Tommy groaned, a gutteral sound that scraped in his throat when fingers brushed the sensitive layer of skin on his arm.
“It doesn’t matter,” Ranboo said and pulled Tubbo close.
For a moment, the three were squished in a hug, perhaps the last one Tommy would ever feel. It hurt, his sensitive skin screamed, but he could breathe in the scents of his friends, so intoxicating . He wanted them to stay forever. With him. He couldn’t just let them leave, could he?
Tubbo pulled away first, closely followed by Ranboo and Tommy, who were nearly attached at the hip. It’s not like Tommy was keen on trying to support himself alone anymore anyways.
“How much further?” Ranboo asked.
Tubbo tore his gaze from studying every inch of Tommy’s failing body, then pointed towards the distance where Tommy could just barely make out Big Ben. He supposed they would see it, after all.
“They should be over there.” Tubbo said. “I checked earlier, the place is crawling with zombies. If we want to cross, we need to find a way around. I’ve been looking.”
“Did you find one?” Ranboo asked.
“Maybe…” Tubbo said, but as he turned to Tommy, he trailed off. “I don’t know how well we can carry someone,” he said.
“He can’t walk,” Ranboo said softly, as if Tommy weren’t even there. “He’s too weak.”
“We can carry him between us,” Tubbo suggested and opted to grab Tommy’s arm right then and there and looped it around his shoulders. He then wrapped a hand around Tommy’s waist, and pulled him close to his warmth. “Come on, grab a hold. We have to go.”
Even the mention of movement made Tommy’s body ache. Frail coughs burst past his lips with nearly every breath, but he was far too weak to put any real force behind them. They choked him, restricted him of air, all so Tubbo and Ranboo could drag him across London. He couldn’t bear the thought of it and, as much as it pained him, he dug his heels into the ground when they tried to walk. Instantly, the attention was on him.
“Go through…”
Tubbo paused, his face twisted in concern as he looked at Tommy with wide eyes. “What…?”
“Go through!” Tommy snapped, barely an idea on even what the hell he was saying. “You have to go through. B… Big Ben… it’s quickest…”
His friends regarded him with crazed looks, as if he’d been speaking complete and utter nonsense, which… of course, he had been. But, he supposed that they all knew he wouldn’t make the long trip. And, honestly, Tommy didn’t want to accidently resort to pushing his friends off of a building or vice versa. And… Well, he supposed if there was a chance, he should take it, right?
“That’s crazy, the zombies—!” Ranboo began, but Tubbo cut him off.
“He’s right,” the boy said. “If we don’t get close enough, Tommy’s far gone… and he won’t smell like us.
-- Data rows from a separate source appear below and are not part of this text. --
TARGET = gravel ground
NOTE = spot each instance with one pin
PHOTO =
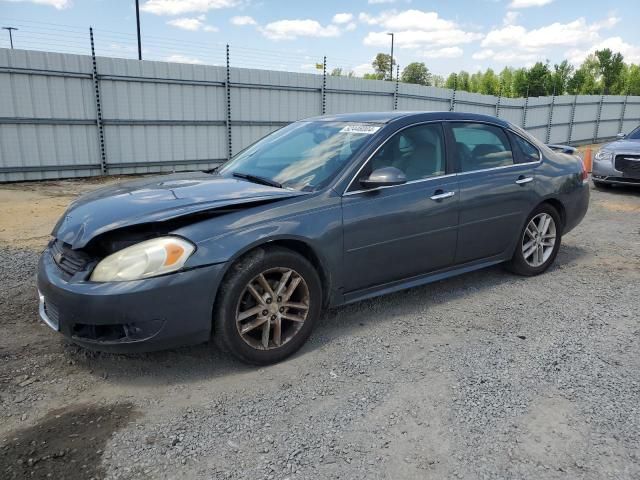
(487, 375)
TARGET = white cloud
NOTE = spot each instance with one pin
(577, 32)
(528, 3)
(180, 7)
(510, 18)
(445, 52)
(243, 20)
(292, 29)
(191, 24)
(341, 18)
(360, 70)
(183, 59)
(57, 4)
(630, 52)
(415, 29)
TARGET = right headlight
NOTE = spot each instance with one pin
(605, 155)
(143, 260)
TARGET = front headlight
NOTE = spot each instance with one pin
(604, 155)
(145, 259)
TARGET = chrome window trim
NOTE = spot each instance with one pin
(346, 191)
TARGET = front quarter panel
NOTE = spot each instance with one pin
(314, 219)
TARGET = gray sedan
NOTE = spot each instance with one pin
(618, 163)
(320, 213)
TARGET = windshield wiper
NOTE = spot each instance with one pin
(257, 179)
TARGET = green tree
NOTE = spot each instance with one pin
(438, 81)
(416, 72)
(610, 68)
(539, 79)
(520, 83)
(506, 81)
(560, 77)
(490, 83)
(464, 81)
(381, 67)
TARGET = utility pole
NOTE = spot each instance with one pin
(9, 29)
(391, 60)
(138, 22)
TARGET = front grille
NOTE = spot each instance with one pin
(70, 261)
(628, 164)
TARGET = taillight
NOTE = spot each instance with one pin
(585, 174)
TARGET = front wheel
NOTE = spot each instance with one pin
(539, 242)
(267, 306)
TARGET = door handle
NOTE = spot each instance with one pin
(522, 180)
(440, 196)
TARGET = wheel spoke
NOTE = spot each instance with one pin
(254, 293)
(292, 288)
(292, 317)
(296, 305)
(266, 329)
(277, 331)
(283, 282)
(250, 312)
(265, 285)
(247, 327)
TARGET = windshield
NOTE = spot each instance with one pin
(303, 155)
(635, 135)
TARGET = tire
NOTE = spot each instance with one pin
(235, 300)
(601, 185)
(529, 266)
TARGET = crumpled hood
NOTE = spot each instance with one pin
(156, 199)
(623, 145)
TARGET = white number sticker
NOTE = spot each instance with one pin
(362, 129)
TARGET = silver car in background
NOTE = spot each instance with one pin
(618, 163)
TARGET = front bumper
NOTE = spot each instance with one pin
(604, 171)
(137, 316)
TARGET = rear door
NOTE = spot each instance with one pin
(496, 189)
(397, 232)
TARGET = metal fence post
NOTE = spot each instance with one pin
(323, 99)
(524, 113)
(550, 120)
(597, 128)
(227, 86)
(623, 112)
(102, 151)
(572, 117)
(395, 92)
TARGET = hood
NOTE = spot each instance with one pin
(624, 144)
(156, 199)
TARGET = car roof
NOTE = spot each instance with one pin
(388, 117)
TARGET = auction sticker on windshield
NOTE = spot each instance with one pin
(362, 129)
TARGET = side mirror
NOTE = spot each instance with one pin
(384, 177)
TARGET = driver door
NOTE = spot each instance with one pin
(394, 233)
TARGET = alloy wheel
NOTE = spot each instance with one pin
(538, 239)
(272, 308)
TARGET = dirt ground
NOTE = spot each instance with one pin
(486, 375)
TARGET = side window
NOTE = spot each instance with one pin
(481, 146)
(417, 151)
(528, 152)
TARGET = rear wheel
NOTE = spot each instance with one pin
(267, 306)
(539, 242)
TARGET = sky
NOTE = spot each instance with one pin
(295, 35)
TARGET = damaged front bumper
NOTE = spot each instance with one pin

I’m willing to bet he might cover up our scent… or, at least, trick the others. Why would a zombie just be with two live people?”
Ranboo seemed displeased and uncomfortable, as if someone had just stuck a skewer into his chest. He looked as if he wanted to vomit, but Tommy couldn’t blame him. If he had the stomach power for it, he probably would have too.
Everything burned, his body was on fire, as if he’d just run a mile as fast as his legs could carry him. His lungs struggled for breath, fighting against something that no one could see. He longed to sit down, to finally succumb to the disastrous plague in his bones, but he wasn’t granted the luxury.
One moment they were still, the next, Tubbo and Ranboo’s grip had tightened on him and they were moving. They fought to keep him upright, fought to keep his feet on the ground, even if those feet were dragging on the pavement. All in all, they did what they could to keep him alive.
Tommy heard the groaning of the undead before he saw them. The sounds crawled their way into his heart and wrapped around it, twisting it with its already struggling beats.
It wouldn’t be long before he joined them.
He would join them soon, even if he didn’t want to. Tubbo and Ranboo wouldn’t let him go so easily, they never would have and Tommy supposed that he’d always known that.
He heard their shuffling and their groans, though he supposed he’d never realized how humanly agonizing they sounded. It was as if they were sick and were only groaning for help. But, Tommy knew what they wanted, and there was no stopping the ravenous hunger of a beast.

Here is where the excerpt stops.